If no mission agency is involved, the church is probably best advised to issue Form 1099-MISC for the full amount of support. If the missionary is able to document the construction costs as a business expense, he can do so on his personal income tax return.

Travel and Meals for Volunteers

Question:

Are volunteer miles deductible? If so what are the limitations on taking a deduction for these miles? If an individual stops for lunch on the way to volunteer can he no longer count the miles? If he has a meal provided for him for volunteering does the meal cancel out any deductible miles?

Answer:

The Instructions for Schedule A deal with charitable deductions. Specifically for charitable miles it says, "If you drove to and from the volunteer work, you can take the actual cost of gas and oil or 14 cents a mile. Add parking and tolls to the amount you claim under either method. But do not deduct any amounts that were repaid to you."

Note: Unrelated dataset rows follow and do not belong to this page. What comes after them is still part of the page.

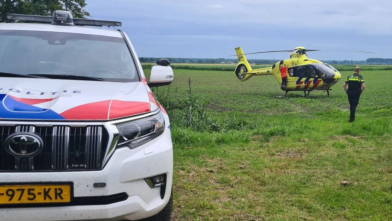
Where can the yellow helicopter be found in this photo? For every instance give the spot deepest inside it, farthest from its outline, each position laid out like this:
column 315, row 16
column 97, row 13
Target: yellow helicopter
column 298, row 73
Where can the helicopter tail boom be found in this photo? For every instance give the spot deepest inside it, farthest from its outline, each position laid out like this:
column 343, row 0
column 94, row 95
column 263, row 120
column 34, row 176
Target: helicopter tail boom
column 242, row 59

Meals provided to volunteers in the conduct of their service are not taxable to the volunteer.  According to IRS Publication 526,  

"You cannot deduct personal, living, or family expenses, such as the following items.

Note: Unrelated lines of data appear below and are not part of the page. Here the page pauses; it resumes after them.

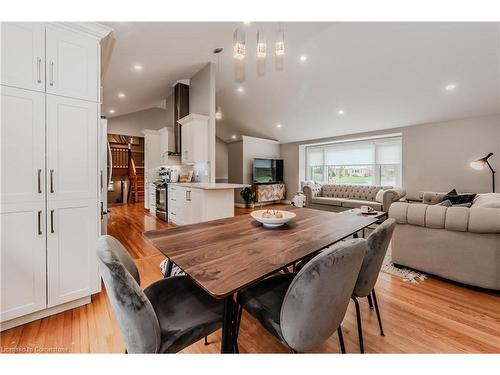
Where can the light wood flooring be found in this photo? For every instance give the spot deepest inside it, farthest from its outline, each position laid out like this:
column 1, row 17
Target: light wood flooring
column 433, row 316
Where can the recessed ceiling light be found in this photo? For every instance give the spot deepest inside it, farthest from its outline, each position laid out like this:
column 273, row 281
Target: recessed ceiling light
column 450, row 86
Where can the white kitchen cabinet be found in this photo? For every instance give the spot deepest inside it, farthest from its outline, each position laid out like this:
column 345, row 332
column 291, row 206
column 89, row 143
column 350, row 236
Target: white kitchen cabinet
column 72, row 149
column 194, row 139
column 50, row 170
column 71, row 61
column 22, row 259
column 72, row 231
column 23, row 55
column 23, row 146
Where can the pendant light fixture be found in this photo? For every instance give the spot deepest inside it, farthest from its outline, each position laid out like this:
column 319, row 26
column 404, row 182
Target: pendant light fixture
column 279, row 45
column 239, row 44
column 261, row 45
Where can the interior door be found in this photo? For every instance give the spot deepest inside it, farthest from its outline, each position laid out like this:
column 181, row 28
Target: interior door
column 72, row 64
column 23, row 55
column 72, row 148
column 22, row 211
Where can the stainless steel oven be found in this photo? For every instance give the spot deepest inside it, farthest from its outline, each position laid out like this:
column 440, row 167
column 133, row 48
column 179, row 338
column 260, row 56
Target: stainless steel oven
column 161, row 202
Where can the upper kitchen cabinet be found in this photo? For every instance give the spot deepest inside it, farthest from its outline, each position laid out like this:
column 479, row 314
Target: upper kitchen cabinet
column 23, row 55
column 72, row 65
column 194, row 139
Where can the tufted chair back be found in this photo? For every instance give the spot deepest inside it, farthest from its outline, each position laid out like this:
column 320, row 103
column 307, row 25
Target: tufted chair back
column 362, row 192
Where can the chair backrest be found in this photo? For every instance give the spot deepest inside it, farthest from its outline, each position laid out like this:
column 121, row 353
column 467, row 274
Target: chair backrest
column 378, row 242
column 135, row 314
column 317, row 299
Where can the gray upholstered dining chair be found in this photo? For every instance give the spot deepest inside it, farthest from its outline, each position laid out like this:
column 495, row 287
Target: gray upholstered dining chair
column 303, row 310
column 167, row 316
column 378, row 242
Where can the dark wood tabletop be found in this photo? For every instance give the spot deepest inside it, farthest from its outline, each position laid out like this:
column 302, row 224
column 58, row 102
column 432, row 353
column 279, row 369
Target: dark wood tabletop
column 224, row 256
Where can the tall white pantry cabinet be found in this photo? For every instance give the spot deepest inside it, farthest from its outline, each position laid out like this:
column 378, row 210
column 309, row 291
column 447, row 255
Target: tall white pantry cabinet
column 49, row 213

-- The cost of meals you eat while you perform services for a qualified organization, unless it is necessary for you to be away from home overnight while performing the services."
In these cases, a volunteer may deduct "reasonable amounts for lodging and meals while away from home overnight."

While in transit to a charitable event or service, any diversion for personal purposes cannot add to the deductible mileage (e.g., personal meals).

Additional help with determining amounts which may be deductible as charitable giving can be found in Publication 526.

March 12, 2013

Form 1099-MISC Refresher

Question:

Does it matter how many times an individual has provided services for for a church when determining whether to provide him with a Form 1099-MISC? Also, should office holders within the church who receive an honorarium receive a Form 1099-MISC?

Answer:

First, it does not matter how many times an individual has performed services when determining his status as employee (compensation reported on Form W-2) or independent contractor (compensation reported on Form 1099-MISC). The following blog post addressed the key criteria for determining this status:

Employee or Independent Contractor

Church Employee or Independent Contractor

Form 1099-MISC must be filed for any individual to whom $600 or more was paid. The Form 1099-MISC Instructions say regarding box 7:

"Include fees, commissions, prizes and awards for services performed as a nonemployee, other forms of compensation for services performed for your trade or business by an individual who is not your employee."

Second, amounts paid to a non-employee church office holder are also subject to these requirements.

Memorial Fund for Employee of the Church: Taxable?

Question:

A member of a church just passed away leaving a wife and six children. The church wants to have a memorial fund that helps the wife. Donations to the fund are not deductible, correct? Would the gifts be included as taxable income to the wife? If the wife was an employee of the church, would the gifts be taxable income to her?

Answer:

Donations to a church are deductible as a charitable contribution. This is true whether the donations are given to the general fund, or marked for a specific fund account such as a memorial fund.

Gifts from a benevolence (memorial) fund are discussed in the following three blog posts:

Benevolent Fund Disbursements to Employees

Benevolent Gifts to Employees (Emergency or Not?)

Benevolence Fund Receipts and Disbursements

These three blog posts all state that gifts given to employees are generally taxable income reportable on Form W-2. The exception to this statement is the employee/church member gift that is truly benevolent, not disguised compensation.